Personal Narrative- The whole shebang

“Smack.” “Pow.” “Whoosh.” The sounds of snowballs flying around me and hitting my comrades. “You jerk, you hit him in the face,” I exclaimed. “You better be ready for a bruising!”

“Try me,” said Frankie. So off we went, hurtling these oblong sphere’s of snow at each other. We were at this for a couple of minutes when I landed a good one in his ear. “You’re in for a bruising now,” Frankie yelled. So as I was running around the field, away from Frankie, I noticed the recess aide walking around, so I told Frankie to stop for a second, just until the aide left. “Not a chance,” said Frankie. “I am going to take you down.” So as Frankie’s snowball was flying through the air, the aide turned towards the field we were playing at and saw the snowball. “Smack!” The snowball hit me square in the chest.

“Dang-it! Why did you do that Frankie?” I asked. Frankie then explained why: “I said that I was going to take you down, so I did.” In the back of my mind I thought to myself “Frankie is such a big dufus,” Frankie is one of those trouble making kids, and he was not one of the sharpest knives in the drawer, if you know what I mean. He was held back about two years because he couldn’t pass the sixth grade test, so Frankie was just a smidge taller than I was. “Why would you throw that, I told you to hold on.” “Oh,” said Frankie, “I didn’t hear you.” I was getting angry now. So, because Frankie was a little bit of a bigger kid, I was kind of afraid of him. I did happen to have an advantage in the brains area, so I was thinking of ways that I could use them to get out of a punishment.

The aide was starting to head over, and I was thinking of different stories that I could make up that would keep me out of trouble, like “I didn’t do anything, Frankie just threw that snowball at me, so I was trying to get away…” no, that sounds too farfetched, so I started to think up different ones like “We were just having a little fun, and besides, no one else was in our line of fire, so they wouldn’t get hurt,” and just some other different stories like that. By the time the aide got to me, I had figured out what to say.
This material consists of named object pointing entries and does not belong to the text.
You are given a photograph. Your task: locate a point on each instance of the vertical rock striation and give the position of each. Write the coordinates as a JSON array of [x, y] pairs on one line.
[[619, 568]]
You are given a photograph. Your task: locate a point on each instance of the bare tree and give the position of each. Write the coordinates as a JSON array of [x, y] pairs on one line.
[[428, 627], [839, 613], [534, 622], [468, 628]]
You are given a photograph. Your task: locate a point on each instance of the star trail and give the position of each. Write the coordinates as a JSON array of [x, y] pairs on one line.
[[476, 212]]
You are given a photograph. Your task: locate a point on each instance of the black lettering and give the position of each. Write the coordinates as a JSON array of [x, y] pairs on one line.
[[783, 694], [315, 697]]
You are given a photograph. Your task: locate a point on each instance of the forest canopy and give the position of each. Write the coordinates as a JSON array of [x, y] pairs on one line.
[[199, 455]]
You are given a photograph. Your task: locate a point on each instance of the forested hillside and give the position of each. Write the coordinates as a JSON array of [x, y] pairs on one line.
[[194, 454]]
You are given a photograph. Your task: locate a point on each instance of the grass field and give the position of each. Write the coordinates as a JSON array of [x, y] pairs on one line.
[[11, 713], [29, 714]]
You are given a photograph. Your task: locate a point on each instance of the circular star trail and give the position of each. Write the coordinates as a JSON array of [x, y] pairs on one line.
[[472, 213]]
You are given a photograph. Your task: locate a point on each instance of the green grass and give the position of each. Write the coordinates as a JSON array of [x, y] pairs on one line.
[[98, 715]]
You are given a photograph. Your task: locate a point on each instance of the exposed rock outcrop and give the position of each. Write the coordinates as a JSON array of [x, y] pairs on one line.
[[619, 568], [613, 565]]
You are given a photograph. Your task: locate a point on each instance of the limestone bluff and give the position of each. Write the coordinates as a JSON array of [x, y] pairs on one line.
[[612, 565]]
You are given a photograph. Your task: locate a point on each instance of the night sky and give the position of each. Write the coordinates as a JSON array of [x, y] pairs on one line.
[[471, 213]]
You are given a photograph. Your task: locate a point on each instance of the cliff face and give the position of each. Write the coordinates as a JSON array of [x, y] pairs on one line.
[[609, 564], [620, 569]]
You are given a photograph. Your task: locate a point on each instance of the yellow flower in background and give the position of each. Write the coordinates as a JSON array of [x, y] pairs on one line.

“What are you two doing?” asked the aid. “Oh, we were just making some snowballs, and not throwing them, cause that’s against the rules.” “But, I saw that one was thrown,” said the aide. “Well, that was Frankie,” I said. This is working perfectly, I thought “He was starting to get antsy, so he threw a snowball at me. Believe me, I told him not to, but he did anyways.” “Ok,” the aide said. “Frankie, what do you have to say?” “Crap.” I thought, “I didn’t take into account that she would ask him what happened.” “Well,” said Frankie. “Andrew threw a snowball at my ear, so I was just repaying the favor.” “Is this true,” Asked the aide. I was now thinking of a way that I could get out of this. I couldn’t tell the aide that he was threatening me, because he wasn’t; so I decided to tell the truth. “Yes, I threw the snowball first.” “Well, why did you lie in the first place?” asked the aid. “I was afraid of getting in trouble.” I said. The aide then took us to the office to talk with Principal Jarret.
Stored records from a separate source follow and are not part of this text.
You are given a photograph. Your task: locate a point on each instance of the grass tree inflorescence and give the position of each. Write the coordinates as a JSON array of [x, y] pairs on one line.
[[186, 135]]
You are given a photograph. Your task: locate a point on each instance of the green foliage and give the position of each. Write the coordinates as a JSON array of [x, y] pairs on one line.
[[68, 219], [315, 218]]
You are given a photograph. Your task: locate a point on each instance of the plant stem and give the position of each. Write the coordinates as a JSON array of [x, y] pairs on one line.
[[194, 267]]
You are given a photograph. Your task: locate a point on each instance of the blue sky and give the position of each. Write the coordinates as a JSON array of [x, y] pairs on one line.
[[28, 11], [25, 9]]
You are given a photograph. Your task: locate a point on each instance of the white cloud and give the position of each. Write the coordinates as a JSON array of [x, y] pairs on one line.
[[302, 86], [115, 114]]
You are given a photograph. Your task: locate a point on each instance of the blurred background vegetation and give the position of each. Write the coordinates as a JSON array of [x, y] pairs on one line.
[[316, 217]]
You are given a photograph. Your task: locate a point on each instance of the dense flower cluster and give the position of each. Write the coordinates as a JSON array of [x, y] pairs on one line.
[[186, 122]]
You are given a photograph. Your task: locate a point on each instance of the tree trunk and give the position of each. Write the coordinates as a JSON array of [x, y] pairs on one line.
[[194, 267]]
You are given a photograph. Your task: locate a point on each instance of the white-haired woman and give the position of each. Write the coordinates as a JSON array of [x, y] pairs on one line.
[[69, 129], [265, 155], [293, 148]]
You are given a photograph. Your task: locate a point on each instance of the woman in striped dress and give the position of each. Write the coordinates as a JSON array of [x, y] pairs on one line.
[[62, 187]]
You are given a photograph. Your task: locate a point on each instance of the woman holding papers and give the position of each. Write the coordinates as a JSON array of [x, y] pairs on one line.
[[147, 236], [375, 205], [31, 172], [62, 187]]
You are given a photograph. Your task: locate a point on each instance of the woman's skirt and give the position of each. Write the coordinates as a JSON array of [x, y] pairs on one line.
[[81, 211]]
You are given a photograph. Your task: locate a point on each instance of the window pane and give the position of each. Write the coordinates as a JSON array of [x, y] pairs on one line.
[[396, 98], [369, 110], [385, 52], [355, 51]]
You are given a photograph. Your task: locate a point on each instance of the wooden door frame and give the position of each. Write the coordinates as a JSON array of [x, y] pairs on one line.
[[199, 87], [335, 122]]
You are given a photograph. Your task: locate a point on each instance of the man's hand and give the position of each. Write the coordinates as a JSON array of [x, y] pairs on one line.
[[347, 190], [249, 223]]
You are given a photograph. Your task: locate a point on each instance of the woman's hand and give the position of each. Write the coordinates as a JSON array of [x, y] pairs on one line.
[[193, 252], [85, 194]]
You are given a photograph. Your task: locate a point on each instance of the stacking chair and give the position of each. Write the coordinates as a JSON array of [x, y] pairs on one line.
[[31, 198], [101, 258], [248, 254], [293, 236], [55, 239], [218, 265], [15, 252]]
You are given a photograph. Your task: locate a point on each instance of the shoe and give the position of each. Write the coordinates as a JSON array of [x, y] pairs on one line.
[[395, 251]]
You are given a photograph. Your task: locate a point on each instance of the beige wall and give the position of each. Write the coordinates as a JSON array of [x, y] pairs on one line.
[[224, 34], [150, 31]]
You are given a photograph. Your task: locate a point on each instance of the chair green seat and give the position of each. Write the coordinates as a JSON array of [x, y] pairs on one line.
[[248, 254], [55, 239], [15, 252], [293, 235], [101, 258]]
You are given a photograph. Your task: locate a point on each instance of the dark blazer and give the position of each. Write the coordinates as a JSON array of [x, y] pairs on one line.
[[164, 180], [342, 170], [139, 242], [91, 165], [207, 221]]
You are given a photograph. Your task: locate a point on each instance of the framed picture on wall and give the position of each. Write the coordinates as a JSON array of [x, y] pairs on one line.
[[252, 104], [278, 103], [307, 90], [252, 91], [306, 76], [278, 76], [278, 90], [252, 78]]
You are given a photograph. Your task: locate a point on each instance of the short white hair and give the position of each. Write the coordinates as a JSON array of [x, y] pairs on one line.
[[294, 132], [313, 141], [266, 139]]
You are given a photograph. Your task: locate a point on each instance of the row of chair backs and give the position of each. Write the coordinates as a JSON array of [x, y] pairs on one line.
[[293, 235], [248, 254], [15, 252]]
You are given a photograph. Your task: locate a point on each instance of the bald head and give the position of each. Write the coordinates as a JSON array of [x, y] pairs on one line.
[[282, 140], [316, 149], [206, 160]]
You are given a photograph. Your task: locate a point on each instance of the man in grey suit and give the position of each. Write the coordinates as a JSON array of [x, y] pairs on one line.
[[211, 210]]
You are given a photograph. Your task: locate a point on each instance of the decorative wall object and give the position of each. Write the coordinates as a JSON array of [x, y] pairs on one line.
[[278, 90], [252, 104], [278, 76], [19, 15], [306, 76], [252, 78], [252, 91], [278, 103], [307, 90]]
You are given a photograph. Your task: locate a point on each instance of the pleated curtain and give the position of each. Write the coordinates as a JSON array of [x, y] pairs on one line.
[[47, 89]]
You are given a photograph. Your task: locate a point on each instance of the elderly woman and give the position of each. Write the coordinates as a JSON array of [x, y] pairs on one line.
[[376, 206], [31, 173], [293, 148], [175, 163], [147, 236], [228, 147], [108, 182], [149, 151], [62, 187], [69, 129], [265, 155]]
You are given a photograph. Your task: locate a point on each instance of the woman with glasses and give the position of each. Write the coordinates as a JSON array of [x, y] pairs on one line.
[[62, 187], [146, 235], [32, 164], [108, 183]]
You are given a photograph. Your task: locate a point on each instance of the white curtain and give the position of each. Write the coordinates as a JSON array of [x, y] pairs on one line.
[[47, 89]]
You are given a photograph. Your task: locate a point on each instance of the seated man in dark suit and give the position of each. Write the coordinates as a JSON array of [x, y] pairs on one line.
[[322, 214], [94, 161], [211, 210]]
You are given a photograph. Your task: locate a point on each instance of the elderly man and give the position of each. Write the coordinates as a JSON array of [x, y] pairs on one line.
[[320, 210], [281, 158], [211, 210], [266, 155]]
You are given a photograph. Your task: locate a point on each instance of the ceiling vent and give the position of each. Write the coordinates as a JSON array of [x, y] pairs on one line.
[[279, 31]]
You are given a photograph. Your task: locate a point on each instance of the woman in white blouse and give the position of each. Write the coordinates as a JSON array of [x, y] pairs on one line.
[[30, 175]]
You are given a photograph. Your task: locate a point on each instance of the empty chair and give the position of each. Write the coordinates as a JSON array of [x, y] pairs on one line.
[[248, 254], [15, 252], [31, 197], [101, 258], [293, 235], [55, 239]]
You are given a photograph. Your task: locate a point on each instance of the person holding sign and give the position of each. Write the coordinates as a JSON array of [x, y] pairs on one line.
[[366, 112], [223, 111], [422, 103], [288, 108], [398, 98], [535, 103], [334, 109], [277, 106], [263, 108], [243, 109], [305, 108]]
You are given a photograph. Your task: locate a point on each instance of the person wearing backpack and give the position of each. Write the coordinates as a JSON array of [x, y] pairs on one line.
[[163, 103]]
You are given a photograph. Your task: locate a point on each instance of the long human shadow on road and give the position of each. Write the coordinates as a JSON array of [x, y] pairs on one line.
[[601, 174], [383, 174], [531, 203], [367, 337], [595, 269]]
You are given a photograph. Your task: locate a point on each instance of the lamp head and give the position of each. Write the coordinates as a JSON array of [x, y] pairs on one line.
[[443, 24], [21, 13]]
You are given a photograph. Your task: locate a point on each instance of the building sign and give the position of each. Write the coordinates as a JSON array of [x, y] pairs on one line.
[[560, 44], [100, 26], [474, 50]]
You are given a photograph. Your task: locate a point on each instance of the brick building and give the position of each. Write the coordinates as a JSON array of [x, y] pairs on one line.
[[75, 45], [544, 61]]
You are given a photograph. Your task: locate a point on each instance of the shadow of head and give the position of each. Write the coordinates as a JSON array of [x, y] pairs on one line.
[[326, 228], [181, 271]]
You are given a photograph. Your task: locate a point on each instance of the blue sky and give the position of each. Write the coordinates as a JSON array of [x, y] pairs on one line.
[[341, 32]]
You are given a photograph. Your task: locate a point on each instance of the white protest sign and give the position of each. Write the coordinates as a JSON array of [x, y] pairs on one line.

The only scary part about this trip was the fact that I was going to the Principal’s office for the first time. Frankie tried to reassure me about it by saying “Awe, it’s not that bad, he’ll just yell and scream a little, and then we will be able to go.” I was now terrified. Frankie made this man seem like the devil in the flesh. As we entered into the Principal’s office, I had a completely different experience than what I was expecting. Principal Jarret’s office had a warm feel; from the orange wallpaper that lined the walls, to the M&M candy dispenser on his desk. His office was so inviting that I forgot that I was there to be punished for my actions out on the playground.
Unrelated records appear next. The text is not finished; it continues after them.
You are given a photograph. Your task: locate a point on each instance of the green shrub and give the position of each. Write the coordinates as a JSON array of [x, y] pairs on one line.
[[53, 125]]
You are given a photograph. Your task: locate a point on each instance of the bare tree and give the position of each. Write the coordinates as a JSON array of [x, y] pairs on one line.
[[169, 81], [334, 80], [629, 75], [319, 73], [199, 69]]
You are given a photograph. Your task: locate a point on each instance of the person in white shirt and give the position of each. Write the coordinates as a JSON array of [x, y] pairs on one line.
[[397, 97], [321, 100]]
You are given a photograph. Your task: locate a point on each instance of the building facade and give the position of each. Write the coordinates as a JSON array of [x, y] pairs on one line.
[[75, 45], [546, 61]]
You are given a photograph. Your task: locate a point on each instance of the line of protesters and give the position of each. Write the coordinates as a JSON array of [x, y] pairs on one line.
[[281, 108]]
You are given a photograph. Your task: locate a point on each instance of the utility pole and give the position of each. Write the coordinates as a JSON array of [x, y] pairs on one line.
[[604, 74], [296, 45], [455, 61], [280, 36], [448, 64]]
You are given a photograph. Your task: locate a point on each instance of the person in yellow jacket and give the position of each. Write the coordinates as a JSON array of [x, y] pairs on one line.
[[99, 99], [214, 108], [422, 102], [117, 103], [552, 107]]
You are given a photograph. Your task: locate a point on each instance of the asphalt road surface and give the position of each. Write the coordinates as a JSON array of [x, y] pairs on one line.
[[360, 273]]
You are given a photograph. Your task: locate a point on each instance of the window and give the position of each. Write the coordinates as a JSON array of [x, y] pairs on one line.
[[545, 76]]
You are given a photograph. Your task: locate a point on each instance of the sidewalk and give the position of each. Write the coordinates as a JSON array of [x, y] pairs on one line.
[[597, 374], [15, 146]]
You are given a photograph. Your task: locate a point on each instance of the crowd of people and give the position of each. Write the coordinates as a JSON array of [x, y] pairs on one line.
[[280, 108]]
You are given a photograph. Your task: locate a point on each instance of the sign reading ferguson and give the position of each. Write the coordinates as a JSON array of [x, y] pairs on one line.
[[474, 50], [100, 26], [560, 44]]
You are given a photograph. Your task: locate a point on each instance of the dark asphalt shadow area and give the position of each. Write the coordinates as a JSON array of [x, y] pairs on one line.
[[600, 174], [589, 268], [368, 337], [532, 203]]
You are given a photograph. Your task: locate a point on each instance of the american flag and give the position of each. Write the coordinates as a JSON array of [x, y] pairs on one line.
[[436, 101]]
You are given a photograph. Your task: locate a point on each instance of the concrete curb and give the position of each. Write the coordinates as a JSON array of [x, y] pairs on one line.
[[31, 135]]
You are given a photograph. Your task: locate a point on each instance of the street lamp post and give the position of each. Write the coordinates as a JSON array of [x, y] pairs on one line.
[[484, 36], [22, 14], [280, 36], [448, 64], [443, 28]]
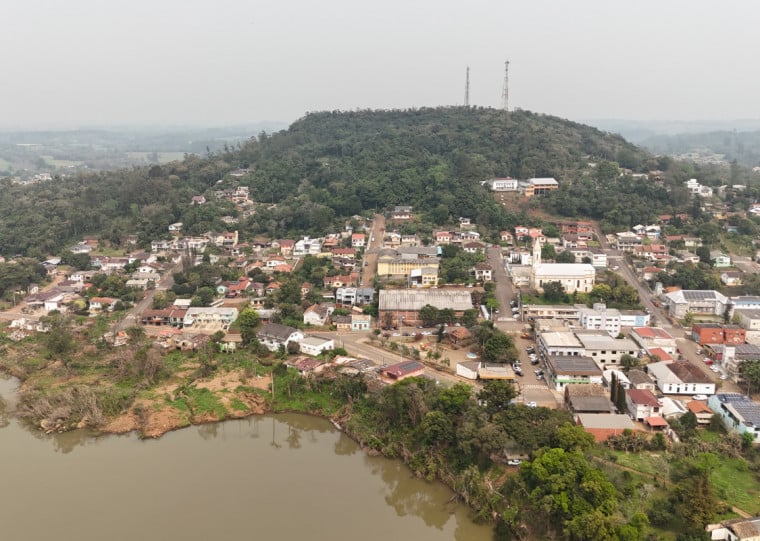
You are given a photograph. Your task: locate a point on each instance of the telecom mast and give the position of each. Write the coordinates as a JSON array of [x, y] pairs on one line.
[[505, 90], [467, 89]]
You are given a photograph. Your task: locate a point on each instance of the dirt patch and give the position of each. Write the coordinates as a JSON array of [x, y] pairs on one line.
[[159, 422], [123, 424]]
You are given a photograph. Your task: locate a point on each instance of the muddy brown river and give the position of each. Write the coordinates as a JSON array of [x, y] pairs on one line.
[[283, 477]]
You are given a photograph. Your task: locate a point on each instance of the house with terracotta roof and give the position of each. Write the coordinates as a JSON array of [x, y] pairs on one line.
[[737, 529], [651, 337], [701, 410], [403, 370], [604, 425], [642, 404], [358, 240]]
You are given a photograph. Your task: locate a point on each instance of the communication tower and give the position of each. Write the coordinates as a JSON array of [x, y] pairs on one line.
[[505, 90], [467, 88]]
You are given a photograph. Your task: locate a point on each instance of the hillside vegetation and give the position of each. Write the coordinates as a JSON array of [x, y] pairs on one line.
[[324, 167]]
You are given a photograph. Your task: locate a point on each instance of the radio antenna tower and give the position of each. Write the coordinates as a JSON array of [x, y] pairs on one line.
[[505, 90], [467, 88]]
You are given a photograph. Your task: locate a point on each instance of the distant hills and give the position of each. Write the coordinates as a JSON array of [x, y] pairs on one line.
[[324, 167]]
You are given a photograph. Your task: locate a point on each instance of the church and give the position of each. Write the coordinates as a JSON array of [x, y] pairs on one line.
[[573, 276]]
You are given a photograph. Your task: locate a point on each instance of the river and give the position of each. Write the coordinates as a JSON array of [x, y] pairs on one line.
[[278, 477]]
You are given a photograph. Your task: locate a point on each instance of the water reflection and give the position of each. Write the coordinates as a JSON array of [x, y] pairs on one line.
[[264, 468]]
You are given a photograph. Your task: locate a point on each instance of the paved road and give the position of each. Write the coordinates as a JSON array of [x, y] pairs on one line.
[[374, 243], [132, 317]]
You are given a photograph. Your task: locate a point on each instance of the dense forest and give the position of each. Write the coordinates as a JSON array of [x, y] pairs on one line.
[[324, 167]]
“So, you boys were in a snowball fight I presume?” said Principal Jarret. “Yes sir.” We, Frankie and I, said in unison. “Well, what do you too think is a punishment worthy of this crime?” Principal Jarret said, almost jokingly. I didn’t know whether or not to take him seriously. “I don’t know,” I said. “We were just having a little fun, and I was just defending my friend.” “Oh really,” said Principal Jarret, “What did Frankie here do to your friend?” “Well, my friend, Frankie and I were throwing snowballs, when Frankie threw a snowball at my friends face.” I said. The Principal then said what he thought: “Well, I think that a worthy punishment would be for you to stay inside for recess for the remainder of the winter, that is, unless, you have something better.” “Well, that sounds Okay,” I said. “But I was just defending my friend.” “I understand that, but it doesn’t condone in turn, throwing a snowball at Frankie’s face,” said the Principal. As I was walking out of his office, I thought to myself “Why should I get punished for defending my friend, and for just having a little fun?”, but then I remembered that I had not obeyed the rules.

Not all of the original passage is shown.